Real leadership has been emergent — who could have guessed, even comparatively recently, that Ian Paisley would be first minster, and Gerry Adams his deputy? Yet they have been the people who cared enough and had the stickability to come out ahead... perhaps.
Here are 5 colleagues' or historians' assessments of NI political leaders since 1943:
- "A very limited and extremely wooden man... far out of his depth."
- "With a small coterie of advisers, his administration sometimes resembled a medieval court, and the roots of his personal power are perilously shallow."
- "A massive intelligence, only partly in gear, which moved sideways towards the problem like a crab, and then scuttled back into its hole without actually coming to grips with it."
- "a good, kind and able minister who became trapped by his office, and was too exhausted to realise he had little more to offer..." "I don't mind him wrestling with his conscience for ages over every issue. What I mind is the result always seems to be a draw."
- "His semidetached style of government, which had allowed him plenty of time for running his estate in Fermanagh, the indulgence of his beloved fishing and shooting, and occasional long winter cruises in sunnier climates, was increasingly seen as dangerously anachronistic. He became the butt of an effective NILP campaign against "part time" or "amateur" government"
- [A] Reginald Maudling, Home Secretary, 1970-2 (minister responsible for Bloody Sunday)
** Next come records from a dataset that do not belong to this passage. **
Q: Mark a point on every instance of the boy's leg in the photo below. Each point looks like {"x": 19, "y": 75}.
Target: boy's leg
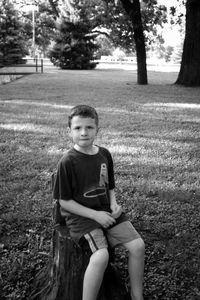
{"x": 124, "y": 233}
{"x": 136, "y": 250}
{"x": 94, "y": 274}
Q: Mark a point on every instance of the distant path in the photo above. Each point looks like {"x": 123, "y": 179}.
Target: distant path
{"x": 98, "y": 87}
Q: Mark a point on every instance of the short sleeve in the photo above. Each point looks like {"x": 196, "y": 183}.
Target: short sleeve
{"x": 63, "y": 187}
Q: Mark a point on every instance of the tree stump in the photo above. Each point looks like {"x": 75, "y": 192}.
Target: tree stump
{"x": 63, "y": 278}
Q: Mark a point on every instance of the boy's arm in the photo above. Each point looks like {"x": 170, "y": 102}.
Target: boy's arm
{"x": 102, "y": 217}
{"x": 115, "y": 208}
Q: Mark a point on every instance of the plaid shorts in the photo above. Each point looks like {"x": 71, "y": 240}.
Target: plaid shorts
{"x": 117, "y": 235}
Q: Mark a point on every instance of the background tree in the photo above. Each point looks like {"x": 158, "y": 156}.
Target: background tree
{"x": 189, "y": 74}
{"x": 12, "y": 35}
{"x": 75, "y": 44}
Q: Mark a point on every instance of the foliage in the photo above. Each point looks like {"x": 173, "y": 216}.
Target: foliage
{"x": 153, "y": 137}
{"x": 75, "y": 46}
{"x": 12, "y": 39}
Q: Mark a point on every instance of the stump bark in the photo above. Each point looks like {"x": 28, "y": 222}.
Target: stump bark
{"x": 63, "y": 278}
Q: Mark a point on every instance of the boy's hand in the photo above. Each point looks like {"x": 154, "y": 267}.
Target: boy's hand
{"x": 104, "y": 218}
{"x": 116, "y": 211}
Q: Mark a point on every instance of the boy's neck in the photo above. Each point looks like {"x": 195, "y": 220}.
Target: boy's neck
{"x": 90, "y": 151}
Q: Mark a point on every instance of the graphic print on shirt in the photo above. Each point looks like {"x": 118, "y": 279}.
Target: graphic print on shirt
{"x": 103, "y": 182}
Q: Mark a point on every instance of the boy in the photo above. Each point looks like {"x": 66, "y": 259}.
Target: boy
{"x": 85, "y": 189}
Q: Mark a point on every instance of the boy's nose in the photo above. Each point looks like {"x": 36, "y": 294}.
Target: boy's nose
{"x": 84, "y": 131}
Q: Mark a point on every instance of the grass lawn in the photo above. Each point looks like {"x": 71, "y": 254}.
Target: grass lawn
{"x": 152, "y": 132}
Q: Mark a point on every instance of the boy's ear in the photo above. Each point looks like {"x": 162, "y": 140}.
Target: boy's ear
{"x": 69, "y": 131}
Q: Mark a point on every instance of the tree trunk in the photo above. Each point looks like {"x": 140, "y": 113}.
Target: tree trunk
{"x": 133, "y": 10}
{"x": 189, "y": 74}
{"x": 63, "y": 279}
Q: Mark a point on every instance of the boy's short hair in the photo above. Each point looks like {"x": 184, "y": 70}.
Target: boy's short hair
{"x": 84, "y": 111}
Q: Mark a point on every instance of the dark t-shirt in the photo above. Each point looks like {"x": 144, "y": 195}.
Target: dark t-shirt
{"x": 87, "y": 180}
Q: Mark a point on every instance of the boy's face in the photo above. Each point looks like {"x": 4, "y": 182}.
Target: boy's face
{"x": 83, "y": 132}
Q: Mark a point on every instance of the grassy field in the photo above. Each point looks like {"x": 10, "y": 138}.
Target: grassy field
{"x": 153, "y": 134}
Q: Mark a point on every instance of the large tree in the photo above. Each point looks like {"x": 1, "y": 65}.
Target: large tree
{"x": 12, "y": 35}
{"x": 189, "y": 74}
{"x": 132, "y": 7}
- [B] Basil Brooke, NI PM, 1943-63
- [C] Captain Terence O'Neil, NI PM, 1963-9
- [D] Major James Chichester-Clark, NI PM 1969-71
- [E] Merlyn Rees, NI Secretary of State, 1974-6
Finally, as a bonus, there's a supplementary competition "What was he smoking?" One of these five leaders did have a Greater Vision. He realised how small and isolated the six counties would increasingly become in Ireland, and hatched a characteristically barren scheme to drain Lough Neagh and turn it into a seventh county. But which one?